Jon Hassell: Vernal Equinox


This reissue of Jon Hassell’s 1977 debut album was very timely. It came just as the veteran experimentalist is having a serious health crisis back home in the US, amid the escalating Covid-19 pandemic.

Several erstwhile collaborators, including Brian Eno, have backed a fundraising effort to keep Hassell safe. He has a special place in the heart of artists that transcend the usual geographic, electronic/acoustic boundaries of contemporary music.

On the trumpeter’s Just Giving page, Eno describes how, over the last 50 years, Hassell’s fourth-world music “opened the way for a fresh look at, and deeper respect for, the music of other cultures”. One contributor to the appeal astutely comments that Hassell effectively “picked up some musical strands left by unresolved by Miles Davis”.

There’s certainly a direct line In jazz between Vernal Equinox and what we hear today in the music of contemporary horn players like Erik Truffaz, Paolo Fresu and Nils Petter Molvaer.
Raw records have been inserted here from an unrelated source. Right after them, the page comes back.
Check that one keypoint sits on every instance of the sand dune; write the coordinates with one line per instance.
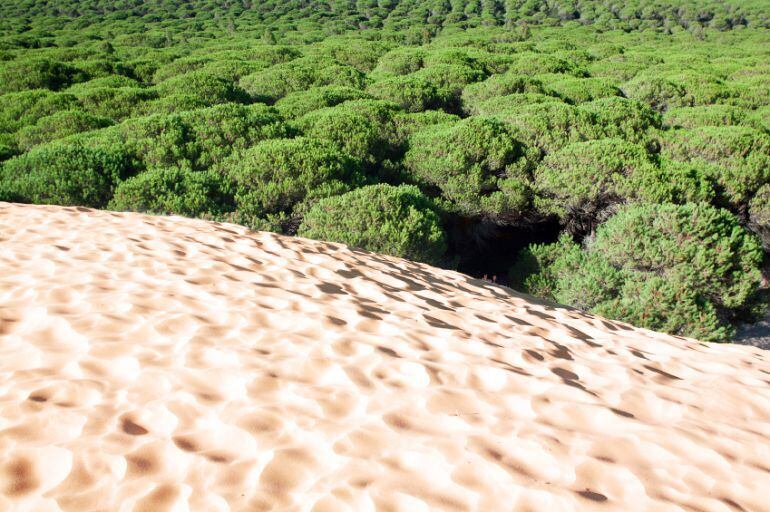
(161, 363)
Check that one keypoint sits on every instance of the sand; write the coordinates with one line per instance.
(161, 363)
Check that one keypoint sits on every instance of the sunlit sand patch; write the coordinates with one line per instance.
(161, 363)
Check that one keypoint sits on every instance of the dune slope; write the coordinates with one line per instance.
(161, 363)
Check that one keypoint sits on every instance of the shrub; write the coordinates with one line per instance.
(398, 221)
(737, 157)
(473, 165)
(112, 81)
(499, 104)
(407, 124)
(759, 215)
(582, 179)
(498, 85)
(277, 176)
(116, 103)
(276, 82)
(174, 190)
(624, 118)
(582, 90)
(707, 115)
(59, 125)
(685, 270)
(300, 103)
(64, 174)
(25, 108)
(549, 126)
(363, 129)
(400, 61)
(22, 75)
(659, 92)
(207, 89)
(200, 138)
(536, 63)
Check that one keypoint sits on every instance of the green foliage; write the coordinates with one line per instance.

It’s an intoxicating and strange record that hasn’t aged at all. Despite our exposure to world jazz, nu-jazz and minimal electro mash-ups Vernal Equinox still sounds like it is from an otherworldly place, as if we’re making contact with a remote culture for the first time.

Hassell’s treated trumpet sound can resemble some sort of mythical messenger’s horn sending signals out over the cosmic mist. At other times, it’s like we are hunting in the rain forest and Hassell’s instrument is making animalistic call signs, as percussion rains down from the canopy. Hassell is a jazz player at all times however and his feeling for harmonic variance and line of improvisation is never completely abandoned.

Do yourself, and him, a favour – buy this record.

Toucan Ocean; Viva Shona; Hex; Blue Nile; Vernal Equinox; Caracas Night September 11, 1975 (51.16)
Hassell (t, elp); Andy Jerison (syn); Miguel Fransconi (bells, clave); Nicolas Kilbourn (mbira, talking drum); David Rosenboom (synth, pc); Nana Vasconcelos (pc); William Winjara (kanjira). Toronto & NY October 1976 – October 1977.